The grant recipients are studying integrated behavioral health, which is the study of the interaction between mental and physical health.
“[Integrated behavioral health is practiced] at a community health center or a primary care center,” Cary said. “You’re combining mental health or behavioral health with physical health, so you can get all of your needs met in one area. The whole reason for integrated behavioral health is that people were dying 25 years earlier with mental health issues because of associated physical problems that tend to accompany mental health.”
HRSA previously awarded a $1 million grant to MU and UMSL that disbursed from 2014 to 2017.

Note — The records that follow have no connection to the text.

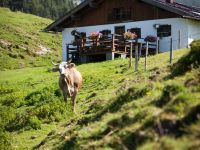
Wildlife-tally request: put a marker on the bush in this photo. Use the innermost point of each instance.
(4, 140)
(34, 123)
(189, 61)
(169, 91)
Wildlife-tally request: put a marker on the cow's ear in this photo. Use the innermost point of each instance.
(71, 65)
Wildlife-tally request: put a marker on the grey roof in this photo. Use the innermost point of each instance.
(180, 9)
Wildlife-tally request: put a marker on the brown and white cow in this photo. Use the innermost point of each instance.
(70, 80)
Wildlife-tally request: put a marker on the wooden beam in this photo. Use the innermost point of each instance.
(93, 5)
(75, 17)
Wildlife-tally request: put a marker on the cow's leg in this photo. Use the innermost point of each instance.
(74, 100)
(64, 91)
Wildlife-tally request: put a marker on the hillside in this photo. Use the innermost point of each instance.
(116, 107)
(22, 44)
(195, 3)
(47, 8)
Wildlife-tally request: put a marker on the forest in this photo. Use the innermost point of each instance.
(52, 9)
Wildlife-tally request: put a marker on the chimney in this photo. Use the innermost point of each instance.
(170, 1)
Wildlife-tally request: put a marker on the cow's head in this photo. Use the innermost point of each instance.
(63, 67)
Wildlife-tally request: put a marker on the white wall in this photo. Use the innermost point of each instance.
(146, 29)
(193, 30)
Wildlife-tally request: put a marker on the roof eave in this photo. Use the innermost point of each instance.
(52, 26)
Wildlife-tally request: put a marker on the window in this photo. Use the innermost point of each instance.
(119, 14)
(164, 31)
(137, 31)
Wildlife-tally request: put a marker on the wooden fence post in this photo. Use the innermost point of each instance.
(171, 50)
(140, 51)
(179, 39)
(67, 50)
(113, 42)
(131, 54)
(136, 55)
(157, 46)
(146, 53)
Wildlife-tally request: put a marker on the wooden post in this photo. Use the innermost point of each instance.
(146, 53)
(140, 51)
(67, 46)
(157, 46)
(179, 39)
(113, 42)
(136, 55)
(131, 54)
(171, 51)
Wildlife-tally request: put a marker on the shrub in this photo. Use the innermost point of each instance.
(169, 91)
(34, 123)
(13, 55)
(189, 61)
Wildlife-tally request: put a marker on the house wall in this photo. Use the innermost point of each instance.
(139, 11)
(193, 30)
(146, 29)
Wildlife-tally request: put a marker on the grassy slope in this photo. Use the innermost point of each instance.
(23, 32)
(117, 108)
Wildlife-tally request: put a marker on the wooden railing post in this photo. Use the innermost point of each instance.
(131, 54)
(157, 46)
(171, 51)
(146, 53)
(67, 49)
(179, 39)
(113, 42)
(136, 55)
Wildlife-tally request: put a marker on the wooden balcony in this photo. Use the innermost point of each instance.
(110, 46)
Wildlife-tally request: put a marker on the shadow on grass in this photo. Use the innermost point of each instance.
(186, 63)
(130, 95)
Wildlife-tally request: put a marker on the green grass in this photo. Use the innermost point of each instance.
(117, 108)
(24, 33)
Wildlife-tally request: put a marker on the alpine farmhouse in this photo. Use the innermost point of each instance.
(164, 19)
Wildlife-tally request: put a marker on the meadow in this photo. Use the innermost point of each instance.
(117, 108)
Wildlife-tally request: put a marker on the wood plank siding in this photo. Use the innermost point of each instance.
(137, 10)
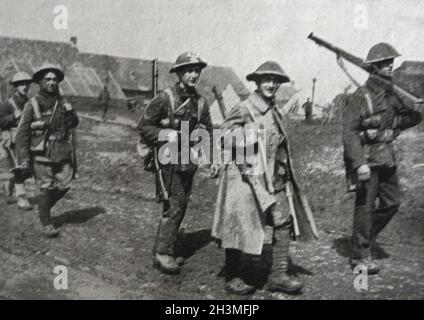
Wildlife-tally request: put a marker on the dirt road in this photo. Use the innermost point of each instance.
(110, 218)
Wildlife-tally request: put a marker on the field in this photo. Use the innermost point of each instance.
(110, 218)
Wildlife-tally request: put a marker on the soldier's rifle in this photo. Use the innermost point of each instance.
(359, 62)
(264, 199)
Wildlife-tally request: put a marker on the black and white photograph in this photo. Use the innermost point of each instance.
(211, 150)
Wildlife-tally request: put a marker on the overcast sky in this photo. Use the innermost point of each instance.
(237, 33)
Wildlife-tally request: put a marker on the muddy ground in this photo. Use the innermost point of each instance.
(110, 218)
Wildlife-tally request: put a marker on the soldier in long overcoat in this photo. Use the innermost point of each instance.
(373, 118)
(254, 198)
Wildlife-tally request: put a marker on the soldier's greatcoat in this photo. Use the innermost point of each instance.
(367, 141)
(239, 223)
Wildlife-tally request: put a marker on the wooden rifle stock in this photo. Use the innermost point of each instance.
(359, 62)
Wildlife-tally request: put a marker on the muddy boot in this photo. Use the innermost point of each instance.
(23, 202)
(166, 264)
(234, 284)
(44, 206)
(9, 188)
(56, 195)
(239, 287)
(279, 279)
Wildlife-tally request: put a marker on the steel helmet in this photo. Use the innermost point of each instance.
(269, 68)
(46, 67)
(187, 59)
(21, 77)
(380, 52)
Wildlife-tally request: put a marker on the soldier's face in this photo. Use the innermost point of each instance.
(22, 87)
(385, 68)
(189, 75)
(268, 86)
(49, 83)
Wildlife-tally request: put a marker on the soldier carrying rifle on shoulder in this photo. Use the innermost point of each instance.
(167, 111)
(43, 142)
(10, 114)
(374, 117)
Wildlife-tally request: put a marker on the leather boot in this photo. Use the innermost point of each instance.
(367, 263)
(44, 206)
(279, 279)
(9, 188)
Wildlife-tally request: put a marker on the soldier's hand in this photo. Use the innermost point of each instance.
(364, 173)
(17, 114)
(215, 170)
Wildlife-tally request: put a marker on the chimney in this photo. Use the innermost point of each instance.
(74, 41)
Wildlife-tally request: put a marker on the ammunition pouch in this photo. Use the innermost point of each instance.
(373, 136)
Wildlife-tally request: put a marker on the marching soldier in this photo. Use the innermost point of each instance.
(43, 142)
(373, 118)
(10, 114)
(254, 202)
(307, 106)
(168, 110)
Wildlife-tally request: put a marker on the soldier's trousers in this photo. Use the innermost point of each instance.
(370, 219)
(18, 177)
(53, 180)
(179, 185)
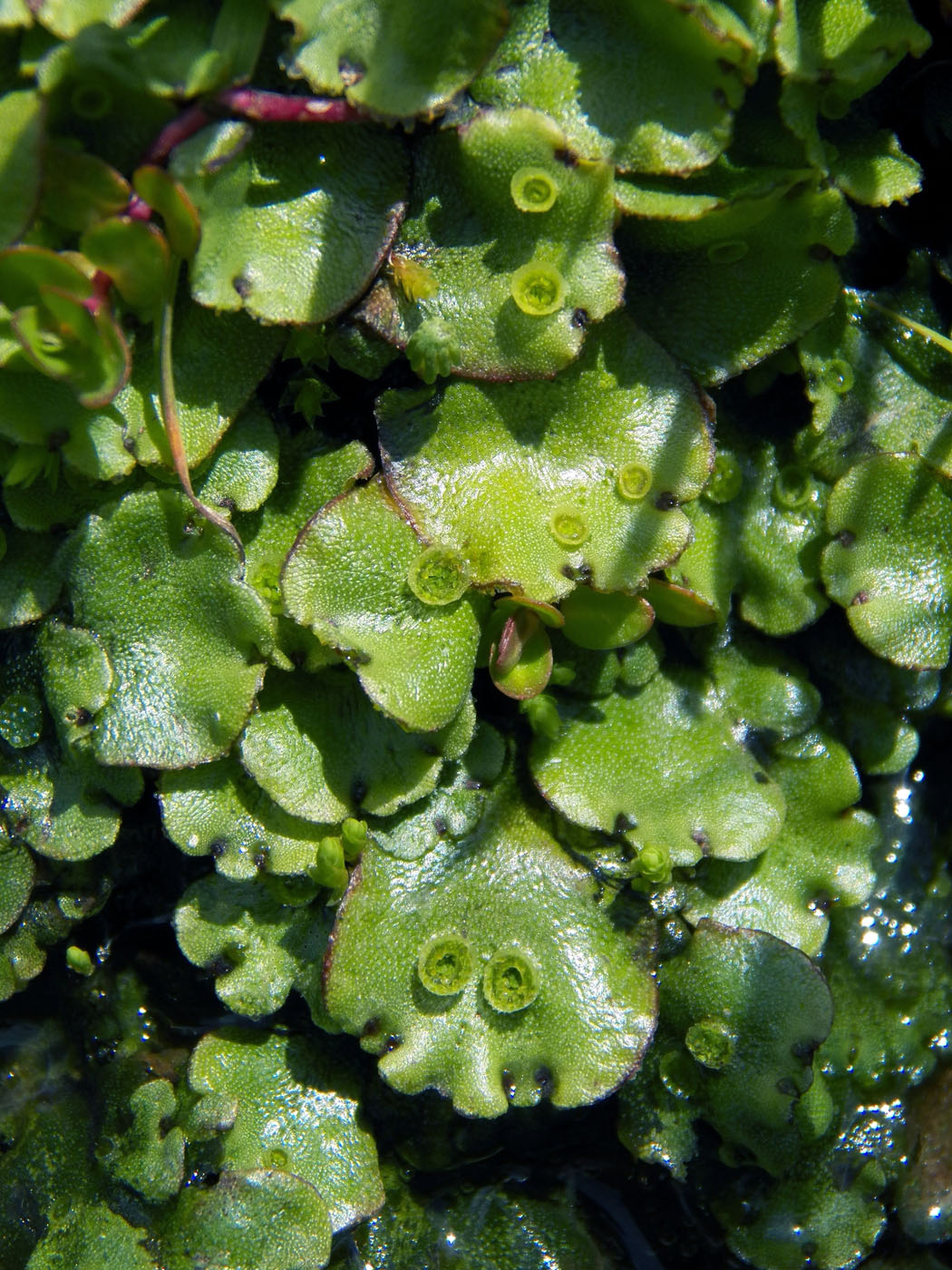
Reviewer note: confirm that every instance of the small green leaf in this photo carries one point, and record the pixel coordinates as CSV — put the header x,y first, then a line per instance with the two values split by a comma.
x,y
752,1044
148,575
257,945
714,797
529,1020
520,308
136,257
393,60
361,580
29,580
603,620
219,810
327,196
263,1219
890,564
165,196
537,503
650,88
321,751
298,1110
821,859
21,146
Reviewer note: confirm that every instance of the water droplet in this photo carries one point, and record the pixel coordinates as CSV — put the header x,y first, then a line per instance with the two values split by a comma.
x,y
533,190
838,375
21,720
792,486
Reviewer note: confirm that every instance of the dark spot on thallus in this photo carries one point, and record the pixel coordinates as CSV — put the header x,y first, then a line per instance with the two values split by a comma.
x,y
803,1050
543,1079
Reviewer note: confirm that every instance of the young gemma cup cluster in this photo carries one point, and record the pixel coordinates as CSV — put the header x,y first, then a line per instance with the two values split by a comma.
x,y
475,618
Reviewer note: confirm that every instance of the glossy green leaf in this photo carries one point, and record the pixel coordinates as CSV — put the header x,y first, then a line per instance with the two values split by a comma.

Missouri is the leading state in employment for integrated behavioral health jobs, and many awards have been given within the state for fieldwork, Cary said.
“[The grant] gives students so many more opportunities,” Cary said. “In addition, it helps them seek out employment in the area of integrated behavioral health, so it helps them to find jobs and helps to train our proprietors through the whole state.”
Integrated behavioral health is a growing trend in social work, so MU and UMSL want to educate their students on the subject, Cary said.
“This is important work happening in important places,” said Sharon Johnson, dean of UMSL’s School of Social Work and lead principal investigator on the grant, in a press release. “Being able to build an educated and experienced workforce to deliver needed behavioral health services to vulnerable individuals and their families is beyond beneficial — it’s necessary.”